ENGLISH AT UNIVERSITIES: Best to sort out problem at school level
THE new teaching and learning system to be introduced in public universities to help undergraduates in their employability and marketability affected by their lack of competence in English is a timely move, but sadly would not bring about the desired results.
Learning a language is much easier, faster and effective at a younger age. The damage should have been repaired at the primary and secondary levels. Trying to repair it at the tertiary level would not achieve the desired goals.
At the tertiary level, it would be a herculean effort to improve a student's language proficiency as he or she would not have a basic grounding in the English language at the primary and secondary levels.
Furthermore, the new language system would burden undergraduates, who have to focus on their different disciplines of study.
A practical and effective approach would be to concentrate on the problem at the school level.
The teaching of English has seen much innovation and creativity in the classroom. Novel approaches and diverse techniques have been utilised to bring fun and interest into the classroom.
Foreign tutors from the United Kingdom, the United States and Canada have been brought in to help teach English in low performing schools in remote areas.
English lessons and contact hours for English in schools have been increased.
Everything has been done to improve the standard of English language in this country. All the efforts by the teachers, however, have not helped the students much in their English language learning. Why?
Students, especially those in rural areas, do not see the relevance and significance of learning the English language.

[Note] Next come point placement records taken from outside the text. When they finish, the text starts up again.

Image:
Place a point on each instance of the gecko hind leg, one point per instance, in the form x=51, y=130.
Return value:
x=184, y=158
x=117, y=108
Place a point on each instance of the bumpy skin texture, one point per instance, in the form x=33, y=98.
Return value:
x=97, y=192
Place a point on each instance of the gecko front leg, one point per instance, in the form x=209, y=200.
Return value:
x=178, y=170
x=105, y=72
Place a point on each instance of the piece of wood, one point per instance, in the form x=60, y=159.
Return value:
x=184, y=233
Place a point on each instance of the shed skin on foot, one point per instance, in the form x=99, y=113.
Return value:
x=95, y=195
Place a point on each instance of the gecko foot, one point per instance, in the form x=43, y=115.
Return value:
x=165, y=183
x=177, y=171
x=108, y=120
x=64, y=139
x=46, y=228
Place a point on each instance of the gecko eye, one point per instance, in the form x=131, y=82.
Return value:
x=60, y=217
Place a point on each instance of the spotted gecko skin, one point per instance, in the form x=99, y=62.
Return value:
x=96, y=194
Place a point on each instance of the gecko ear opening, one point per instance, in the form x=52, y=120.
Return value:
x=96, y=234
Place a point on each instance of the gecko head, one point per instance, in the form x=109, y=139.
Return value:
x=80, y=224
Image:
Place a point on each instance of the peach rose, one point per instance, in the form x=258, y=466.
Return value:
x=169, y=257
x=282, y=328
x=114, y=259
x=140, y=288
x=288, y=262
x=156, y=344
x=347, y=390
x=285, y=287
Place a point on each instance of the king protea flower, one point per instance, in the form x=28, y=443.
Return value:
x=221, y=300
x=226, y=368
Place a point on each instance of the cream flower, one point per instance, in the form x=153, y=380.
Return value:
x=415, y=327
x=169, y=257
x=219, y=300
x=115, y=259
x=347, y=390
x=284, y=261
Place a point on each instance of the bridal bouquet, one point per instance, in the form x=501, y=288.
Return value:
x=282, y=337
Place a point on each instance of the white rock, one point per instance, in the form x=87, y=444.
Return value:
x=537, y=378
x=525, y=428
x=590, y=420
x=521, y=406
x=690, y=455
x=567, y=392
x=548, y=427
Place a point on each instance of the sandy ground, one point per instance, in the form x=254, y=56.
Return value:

To make students learn the subject seriously, the English language subject must be made a compulsory pass subject in the Ujian Pencapaian Sekolah Rendah, Penilaian Menengah Rendah and Sijil Pelajaran Malaysia examinations.
The Education Ministry should also bring back English medium schools. The Parent Action Group for Education and other non-governmental organisations have been advocating this.
The ministry has to look into these options seriously, which involve drastic measures to improve English language proficiency to a higher level.
It needs political will and intervention to transform policies to raise the status of English language in this country. All other measures would be knee-jerk reactions and exercises in futility.